Bloß Worte II (solo parole II)
Gestern fand in Duisburg eine Verhandlung zu einer einstweiligen Verfügung gegen mein Buch statt. Der Droemer-Verlag hat dazu folgende Presseerklärung verfasst:
“Geld statt Ehre? Überraschende Entwicklung in der Verhandlung zur Einstweiligen Verfügung gegen Mafia-Buch von Petra Reski in Duisburg
München, den 5. November 2008 – In der heutigen, teilweise sehr emotional geführten Verhandlung vor dem Landgericht Duisburg zur von Antonio Pelle beantragten Einstweiligen Verfügung gegen das im Droemer Verlag erschienene Buch der Journalistin Petra Reski „Mafia – Von Paten, Pizzerien und falschen Priestern“ hat es einen überraschenden Vorschlag des Antragstellers gegeben: Gegen eine Zahlung von 10.000 bis 15.000 Euro dürfe der Name des Antragstellers weiterhin genannt und das Buch unverändert im Umlauf bleiben Der Antrag war darauf gerichtet, dass der Name Pelles nicht weiterhin genannt werden darf. Der von Droemer beauftragte Anwalt hatte demgegenüber vorgeschlagen, den Namen Pelles und das Landhaus Milser in zukünftigen Auflagen des Buches zu verändern.

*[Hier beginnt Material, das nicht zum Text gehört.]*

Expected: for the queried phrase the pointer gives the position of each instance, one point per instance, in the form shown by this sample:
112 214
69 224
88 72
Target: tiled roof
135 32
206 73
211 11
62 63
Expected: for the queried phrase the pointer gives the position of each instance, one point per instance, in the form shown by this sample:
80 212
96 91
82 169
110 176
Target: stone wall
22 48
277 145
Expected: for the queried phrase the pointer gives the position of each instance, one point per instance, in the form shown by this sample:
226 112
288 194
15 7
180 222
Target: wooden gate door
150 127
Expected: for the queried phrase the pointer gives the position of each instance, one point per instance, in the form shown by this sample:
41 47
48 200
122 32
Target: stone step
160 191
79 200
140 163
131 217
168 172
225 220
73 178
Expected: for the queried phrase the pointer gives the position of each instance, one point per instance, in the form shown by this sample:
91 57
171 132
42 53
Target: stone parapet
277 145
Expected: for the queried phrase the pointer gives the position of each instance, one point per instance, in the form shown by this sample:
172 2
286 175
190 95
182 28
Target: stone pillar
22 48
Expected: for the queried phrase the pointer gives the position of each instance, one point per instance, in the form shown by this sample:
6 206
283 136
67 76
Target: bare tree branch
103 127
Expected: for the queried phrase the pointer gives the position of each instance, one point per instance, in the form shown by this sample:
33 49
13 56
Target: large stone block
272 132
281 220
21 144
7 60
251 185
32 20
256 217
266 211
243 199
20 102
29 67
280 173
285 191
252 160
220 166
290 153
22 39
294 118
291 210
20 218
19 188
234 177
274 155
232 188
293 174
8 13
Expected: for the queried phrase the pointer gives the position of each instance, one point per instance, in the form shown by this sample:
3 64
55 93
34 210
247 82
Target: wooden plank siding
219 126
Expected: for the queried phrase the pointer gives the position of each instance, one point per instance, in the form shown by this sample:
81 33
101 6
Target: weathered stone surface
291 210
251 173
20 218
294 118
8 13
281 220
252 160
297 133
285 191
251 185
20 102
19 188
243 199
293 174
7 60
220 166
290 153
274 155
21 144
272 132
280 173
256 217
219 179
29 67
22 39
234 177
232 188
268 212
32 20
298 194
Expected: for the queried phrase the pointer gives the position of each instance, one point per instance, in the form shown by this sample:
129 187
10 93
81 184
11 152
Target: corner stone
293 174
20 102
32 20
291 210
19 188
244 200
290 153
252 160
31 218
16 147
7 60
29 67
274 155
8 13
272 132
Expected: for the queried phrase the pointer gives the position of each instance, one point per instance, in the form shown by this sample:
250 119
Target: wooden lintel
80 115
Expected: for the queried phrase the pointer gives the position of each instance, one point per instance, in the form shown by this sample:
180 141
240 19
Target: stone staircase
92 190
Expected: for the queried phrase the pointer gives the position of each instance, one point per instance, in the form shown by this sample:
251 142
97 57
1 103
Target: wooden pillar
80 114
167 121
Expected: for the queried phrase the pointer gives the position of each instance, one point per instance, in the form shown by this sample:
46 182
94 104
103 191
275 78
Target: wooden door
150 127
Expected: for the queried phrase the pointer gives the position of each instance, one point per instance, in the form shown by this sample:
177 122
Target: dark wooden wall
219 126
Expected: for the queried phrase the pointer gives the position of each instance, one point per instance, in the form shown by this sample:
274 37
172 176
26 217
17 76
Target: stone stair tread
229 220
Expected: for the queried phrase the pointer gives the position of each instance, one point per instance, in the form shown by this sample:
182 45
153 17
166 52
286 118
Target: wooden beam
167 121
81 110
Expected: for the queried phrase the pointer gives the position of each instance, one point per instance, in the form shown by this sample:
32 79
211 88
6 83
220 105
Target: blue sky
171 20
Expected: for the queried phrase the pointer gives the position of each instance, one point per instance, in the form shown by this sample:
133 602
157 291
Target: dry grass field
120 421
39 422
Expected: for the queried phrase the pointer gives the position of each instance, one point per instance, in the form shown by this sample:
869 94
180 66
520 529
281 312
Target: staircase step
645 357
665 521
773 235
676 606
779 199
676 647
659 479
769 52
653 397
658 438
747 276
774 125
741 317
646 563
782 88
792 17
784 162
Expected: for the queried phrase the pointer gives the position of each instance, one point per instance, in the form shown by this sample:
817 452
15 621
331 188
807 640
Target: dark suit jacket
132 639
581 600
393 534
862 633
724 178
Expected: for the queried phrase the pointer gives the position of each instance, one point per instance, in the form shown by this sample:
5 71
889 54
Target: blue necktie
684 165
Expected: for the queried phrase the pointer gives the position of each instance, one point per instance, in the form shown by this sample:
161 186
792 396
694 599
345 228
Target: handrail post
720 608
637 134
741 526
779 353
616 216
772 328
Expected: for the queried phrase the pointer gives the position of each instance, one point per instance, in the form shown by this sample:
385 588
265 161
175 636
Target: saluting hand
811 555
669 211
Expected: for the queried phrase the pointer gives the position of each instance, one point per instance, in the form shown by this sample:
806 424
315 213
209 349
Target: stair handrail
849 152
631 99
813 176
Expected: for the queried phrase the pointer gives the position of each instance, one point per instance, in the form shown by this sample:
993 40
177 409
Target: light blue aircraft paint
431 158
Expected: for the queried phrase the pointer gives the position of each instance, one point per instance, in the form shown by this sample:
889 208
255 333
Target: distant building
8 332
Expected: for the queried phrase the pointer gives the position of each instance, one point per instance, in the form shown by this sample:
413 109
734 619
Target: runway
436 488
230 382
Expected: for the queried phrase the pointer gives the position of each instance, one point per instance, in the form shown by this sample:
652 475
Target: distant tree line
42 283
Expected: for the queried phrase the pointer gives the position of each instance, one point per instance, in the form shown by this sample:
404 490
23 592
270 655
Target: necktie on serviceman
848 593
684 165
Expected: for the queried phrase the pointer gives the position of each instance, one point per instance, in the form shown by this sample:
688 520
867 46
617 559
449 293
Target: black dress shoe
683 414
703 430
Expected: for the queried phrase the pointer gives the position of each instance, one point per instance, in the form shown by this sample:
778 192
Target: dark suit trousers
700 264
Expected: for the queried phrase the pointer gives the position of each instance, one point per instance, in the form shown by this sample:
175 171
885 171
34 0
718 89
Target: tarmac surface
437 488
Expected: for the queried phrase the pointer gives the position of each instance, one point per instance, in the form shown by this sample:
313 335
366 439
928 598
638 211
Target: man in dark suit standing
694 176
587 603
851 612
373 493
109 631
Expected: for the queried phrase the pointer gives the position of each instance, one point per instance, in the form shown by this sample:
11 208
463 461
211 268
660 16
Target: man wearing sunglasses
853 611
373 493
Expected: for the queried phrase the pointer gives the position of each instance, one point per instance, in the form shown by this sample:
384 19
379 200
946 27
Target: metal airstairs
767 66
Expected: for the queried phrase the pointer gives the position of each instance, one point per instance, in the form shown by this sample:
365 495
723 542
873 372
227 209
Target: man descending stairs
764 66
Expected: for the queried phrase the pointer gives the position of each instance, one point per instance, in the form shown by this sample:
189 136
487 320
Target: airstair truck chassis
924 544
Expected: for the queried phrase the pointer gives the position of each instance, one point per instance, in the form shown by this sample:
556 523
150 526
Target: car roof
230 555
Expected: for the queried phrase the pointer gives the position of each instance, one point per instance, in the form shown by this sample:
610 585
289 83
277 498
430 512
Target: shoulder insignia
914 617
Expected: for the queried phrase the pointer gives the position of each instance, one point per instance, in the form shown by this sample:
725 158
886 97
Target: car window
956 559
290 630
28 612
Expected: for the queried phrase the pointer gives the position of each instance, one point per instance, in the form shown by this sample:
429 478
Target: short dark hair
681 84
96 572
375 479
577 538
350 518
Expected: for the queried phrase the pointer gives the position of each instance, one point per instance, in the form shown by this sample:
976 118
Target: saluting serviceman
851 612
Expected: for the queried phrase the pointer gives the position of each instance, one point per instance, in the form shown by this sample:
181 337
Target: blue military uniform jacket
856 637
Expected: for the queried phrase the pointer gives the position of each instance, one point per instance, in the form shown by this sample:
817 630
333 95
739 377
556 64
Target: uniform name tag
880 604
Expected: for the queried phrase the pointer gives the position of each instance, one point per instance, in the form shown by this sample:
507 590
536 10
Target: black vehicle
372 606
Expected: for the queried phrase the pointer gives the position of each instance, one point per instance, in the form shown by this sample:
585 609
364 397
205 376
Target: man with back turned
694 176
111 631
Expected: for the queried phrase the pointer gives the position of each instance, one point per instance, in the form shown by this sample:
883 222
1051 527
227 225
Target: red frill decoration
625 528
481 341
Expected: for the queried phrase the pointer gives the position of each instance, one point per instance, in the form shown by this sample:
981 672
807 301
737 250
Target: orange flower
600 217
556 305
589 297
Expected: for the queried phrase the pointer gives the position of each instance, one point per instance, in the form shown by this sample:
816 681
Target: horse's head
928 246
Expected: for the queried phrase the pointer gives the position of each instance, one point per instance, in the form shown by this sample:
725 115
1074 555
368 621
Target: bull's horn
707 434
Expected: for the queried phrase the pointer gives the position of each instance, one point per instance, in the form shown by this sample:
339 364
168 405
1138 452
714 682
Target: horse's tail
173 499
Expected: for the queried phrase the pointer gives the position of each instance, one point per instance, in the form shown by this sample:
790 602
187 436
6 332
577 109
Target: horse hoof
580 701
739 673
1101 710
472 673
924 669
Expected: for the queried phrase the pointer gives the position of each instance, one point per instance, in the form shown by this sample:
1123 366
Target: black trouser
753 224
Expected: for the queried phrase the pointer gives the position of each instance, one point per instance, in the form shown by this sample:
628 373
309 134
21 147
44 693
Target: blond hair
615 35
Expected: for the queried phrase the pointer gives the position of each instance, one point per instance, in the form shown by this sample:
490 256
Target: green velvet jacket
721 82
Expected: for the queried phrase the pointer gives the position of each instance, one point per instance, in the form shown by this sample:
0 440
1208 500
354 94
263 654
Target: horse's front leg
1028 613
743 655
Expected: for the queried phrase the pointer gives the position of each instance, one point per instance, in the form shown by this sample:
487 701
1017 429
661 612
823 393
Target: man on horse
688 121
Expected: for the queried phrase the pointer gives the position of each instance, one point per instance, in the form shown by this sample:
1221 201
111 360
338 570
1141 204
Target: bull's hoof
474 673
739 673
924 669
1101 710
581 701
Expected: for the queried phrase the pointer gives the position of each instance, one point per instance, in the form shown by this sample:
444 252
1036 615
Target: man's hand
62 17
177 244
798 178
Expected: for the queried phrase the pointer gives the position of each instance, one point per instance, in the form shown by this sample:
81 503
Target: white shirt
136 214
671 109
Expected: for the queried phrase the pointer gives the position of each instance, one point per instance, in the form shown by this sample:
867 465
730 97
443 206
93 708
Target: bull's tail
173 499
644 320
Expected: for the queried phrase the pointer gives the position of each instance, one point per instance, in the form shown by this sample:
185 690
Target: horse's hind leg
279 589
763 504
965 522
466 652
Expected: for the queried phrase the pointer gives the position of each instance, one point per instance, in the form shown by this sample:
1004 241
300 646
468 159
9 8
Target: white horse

Der Verlag zum ungewöhnlichen Vorschlag: „Wir fragen uns ernsthaft, worum es dem Antragsteller eigentlich geht. Das überraschende Vergleichsangebot der Gegenseite verstehen wir jedenfalls so, dass die angebliche Schädigung des Ansehens letztlich doch nicht so schwerwiegend zu sein scheint, als dass man sie nicht mit einer Geldzahlung begleichen könnte. Vermutlich geht es doch wohl eher darum, hier schnelles Geld zu machen, und weniger darum, Persönlichkeitsrechte zu wahren. Die Gegenseite führt damit ihren eigenen Antrag auf eine Einstweilige Verfügung ad absurdum.“
Petra Reski beschäftigt sich in ihrem von der deutschen Presse hochgelobten Buch auch mit den Geschäften der Mafia in Deutschland.”
Zwei Zeitungen haben über die Verhandlung berichtet:
Bloß Worte (solo parole)
Lasst uns gegen die Angst und gegen die Mafia kämpfen – schreiben die beiden kalabrischen Journalisten Francesco Saverio Alessio und Emiliano Morrone, die das Buch “La Società Sparente” verfasst haben, das die Verbindungen zwischen der kalabrischen ‘Ndrangheta, der kampanischen Camorra und den Freimaurern aufdeckt. Seither werden sie von der Mafia bedroht, verklagt, beleidigt, eingeschüchtert. “Und es wird noch weitere Beleidigungen, Klagen, Drohungen geben – bis man uns hinrichten wird”, schreiben die beiden Journalisten in ihrem Aufruf.
Und: “Die Mörder, die Mafiosi, die Politiker, die Freimaurer haben Angst vor unseren Worten.”